Ao contrário do camisa 10, porém, Marcos não teve as mesmas oportunidades que o amigo. Depois de tentar a sorte no futebol uruguaio e de uma viagem para a Nova Zelândia ele retornou a Porto Alegre no fim de 2009.
- Tive na Portuguesa e no São Paulo. Cheguei a pegar Ricardo Oliveira e, no São Paulo, treinava uma categoria acima do Kaká - contou.
Marcos exibe camisa usada por Ronaldinho no time de salão na quadra em que eles jogavam/ Foto: Eduardo Mendes
Bate-bola
Cleon Espinosa
Técnico de Ronaldinho no futsal e irmão de valdir espinosa
Como surgiu o time de futsal?
Ele já estava começando na seleção do Grêmio e os melhores de lá jogavam para nosso time. Utilizamos o nome da Procerg (Companhia de Processamento de Dados do Estado do Rio Grande do Sul) na camisa e os pais ajudavam. O Grêmio sabia disso e até tinha interesse em deixá-los jogar lá para que os meninos mantivessem uma atividade e não jogassem em outros clubes da cidade. Disputamos o campeonato municipal para depois ir para o Estadual.
E como era o Ronaldinho na quadra? Tinha a mesma desenvoltura?

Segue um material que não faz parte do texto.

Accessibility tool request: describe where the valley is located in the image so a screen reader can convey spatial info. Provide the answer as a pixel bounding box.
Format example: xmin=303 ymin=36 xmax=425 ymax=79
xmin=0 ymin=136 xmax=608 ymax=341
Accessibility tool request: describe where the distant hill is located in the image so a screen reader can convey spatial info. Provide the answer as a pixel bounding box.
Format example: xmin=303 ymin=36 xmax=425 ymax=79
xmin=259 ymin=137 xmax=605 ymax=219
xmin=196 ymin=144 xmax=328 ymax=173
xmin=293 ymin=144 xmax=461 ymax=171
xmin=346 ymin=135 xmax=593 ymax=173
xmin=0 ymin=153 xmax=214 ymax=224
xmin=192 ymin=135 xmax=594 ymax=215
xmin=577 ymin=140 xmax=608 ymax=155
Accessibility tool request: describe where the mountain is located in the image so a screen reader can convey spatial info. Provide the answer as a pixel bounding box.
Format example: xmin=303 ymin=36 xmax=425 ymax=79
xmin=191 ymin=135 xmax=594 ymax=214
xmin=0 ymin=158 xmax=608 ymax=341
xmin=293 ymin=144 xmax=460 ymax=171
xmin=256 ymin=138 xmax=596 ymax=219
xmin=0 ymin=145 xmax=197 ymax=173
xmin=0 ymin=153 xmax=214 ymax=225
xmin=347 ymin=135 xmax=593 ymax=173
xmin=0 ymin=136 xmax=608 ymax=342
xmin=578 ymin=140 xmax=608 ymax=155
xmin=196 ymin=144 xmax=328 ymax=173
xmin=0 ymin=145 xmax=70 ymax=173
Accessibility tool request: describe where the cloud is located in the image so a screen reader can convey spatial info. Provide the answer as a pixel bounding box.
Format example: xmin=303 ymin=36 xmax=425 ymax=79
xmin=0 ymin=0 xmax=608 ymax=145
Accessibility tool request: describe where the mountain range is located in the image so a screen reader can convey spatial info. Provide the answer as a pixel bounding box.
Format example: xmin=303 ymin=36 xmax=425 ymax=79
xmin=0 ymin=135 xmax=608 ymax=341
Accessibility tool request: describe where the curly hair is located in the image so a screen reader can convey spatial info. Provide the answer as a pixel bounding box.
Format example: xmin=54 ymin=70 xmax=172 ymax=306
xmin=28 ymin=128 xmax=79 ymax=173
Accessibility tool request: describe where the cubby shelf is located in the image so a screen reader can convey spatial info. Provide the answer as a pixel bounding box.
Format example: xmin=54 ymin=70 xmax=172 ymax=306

A habilidade ele já tinha. Isso era notório. Ele sempre jogava em uma categoria acima. Todos tinham medo de encará-lo com a bola. Ele chegou a jogar com garotos três anos acima de sua idade. E o salão o ajudou muito também.
Gremistas treinam no CT Cristal. Foi ali que Ronaldinho começou na escolinha do Grêmio/ Foto: Eduardo Mendes
Com a palavra
Paulo Estigarribia
Supervisor da base do Grêmio na época em Ronaldinho estava lá
Quando Ronaldinho estava para ir para o infantil, um empresário famoso, que prefiro não dizer o nome, chegou a me oferecer R$ 20 mil para que o levasse até a casa da mãe do jogador. Comentei com um amigo que trabalhava ano Grêmio e disse para ele avisar a dona Miguelina (mãe de Ronaldinho) que o pessoal iria para cima. Foi então que o Grêmio passou a dar uma ajuda de custo para o jogador ainda no infantil. Isso só acontecia quando os jogadores eram da categoria juvenil. Apesar disso e do fato de todos ficarem em cima, Ronaldinho nunca teve privilégios no clube por causa do irmão. O senhor acredita que a pressão da torcida do Grêmio, amanhã, poderá influenciar no rendimento do jogador em campo?
De jeito nenhum. Desde garoto está acostumado com isso. Eram todos em cima dele, ginásios lotados e ninguém dava moleza. Ele gosta de jogar futebol e será isso que ele irá fazer em campo.